Sue Jeffers, owner of Stub & Herbs bar in Stadium Village, said Minneapolis will have to change its smoking ban in order for rules to be more consistent across the metro area. She said the ban should be similar to St. Paul’s ordinance, which is less strict.

“(The Minneapolis City Council) will realize how damaging it will be to have a smoking ban in Minneapolis,” she said. “People will go to St. Paul, plain and simple.”

She said the Minneapolis City Council is not looking at the small businesses in the area and the effect the ban will have on them.

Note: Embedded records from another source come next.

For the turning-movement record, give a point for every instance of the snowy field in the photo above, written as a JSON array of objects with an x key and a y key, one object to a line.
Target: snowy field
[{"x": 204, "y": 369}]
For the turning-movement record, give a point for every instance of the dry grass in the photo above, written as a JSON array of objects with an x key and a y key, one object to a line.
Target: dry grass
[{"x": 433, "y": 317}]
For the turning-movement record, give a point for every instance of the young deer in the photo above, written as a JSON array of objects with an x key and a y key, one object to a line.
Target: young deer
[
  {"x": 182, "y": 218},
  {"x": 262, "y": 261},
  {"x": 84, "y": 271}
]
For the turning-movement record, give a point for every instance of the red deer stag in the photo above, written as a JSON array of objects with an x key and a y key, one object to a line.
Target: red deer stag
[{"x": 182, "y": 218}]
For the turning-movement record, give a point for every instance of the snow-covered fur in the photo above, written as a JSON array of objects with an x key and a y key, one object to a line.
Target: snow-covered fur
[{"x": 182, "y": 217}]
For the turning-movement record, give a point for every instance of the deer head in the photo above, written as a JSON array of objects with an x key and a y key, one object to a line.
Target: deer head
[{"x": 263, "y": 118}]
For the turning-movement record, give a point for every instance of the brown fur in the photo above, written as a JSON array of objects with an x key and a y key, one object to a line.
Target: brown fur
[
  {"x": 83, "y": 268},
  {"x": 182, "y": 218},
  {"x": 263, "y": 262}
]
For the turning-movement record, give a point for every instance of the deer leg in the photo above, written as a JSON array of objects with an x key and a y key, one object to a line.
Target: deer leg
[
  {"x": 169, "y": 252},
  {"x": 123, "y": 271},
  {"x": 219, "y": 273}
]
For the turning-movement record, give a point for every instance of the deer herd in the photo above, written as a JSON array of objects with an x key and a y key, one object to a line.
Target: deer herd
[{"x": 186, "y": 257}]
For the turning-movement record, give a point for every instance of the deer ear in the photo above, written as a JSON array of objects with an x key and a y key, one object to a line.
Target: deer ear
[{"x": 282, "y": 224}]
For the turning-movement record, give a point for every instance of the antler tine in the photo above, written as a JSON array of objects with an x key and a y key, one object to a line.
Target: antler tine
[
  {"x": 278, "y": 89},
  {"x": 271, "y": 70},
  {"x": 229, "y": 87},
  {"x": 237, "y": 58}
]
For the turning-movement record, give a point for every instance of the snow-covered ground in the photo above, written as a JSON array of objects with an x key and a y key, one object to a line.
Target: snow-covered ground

“I keep pointing out to them that they want to keep the businesses fat and happy so you can tax the hell out of us,” she said. “But they kind of forget that no one is going to pay for their programs if there are boarded-up businesses.”

Jeffers said many regular customers come to her bar because they can smoke and drink, and she doesn’t want to lose them.

“The (City Council) doesn’t understand that every single customer is our customer and we want them,” she said. “We don’t want to send them over to St. Paul.”

Although the issue might not be an influential part of this year’s election, it will be a big issue in the coming years, Weinberg said.

“I hope we get a statewide ban as soon as possible, and if it doesn’t happen, small businesses, especially bars in Minneapolis, will suffer,” Weinberg said.

Korth said the city governments supporting the smoking ban are doing it for the wrong reasons.

“As much as they say it’s a health issue, they are doing it so employees of the businesses think they care, but they really just want their votes in the future,” Korth said.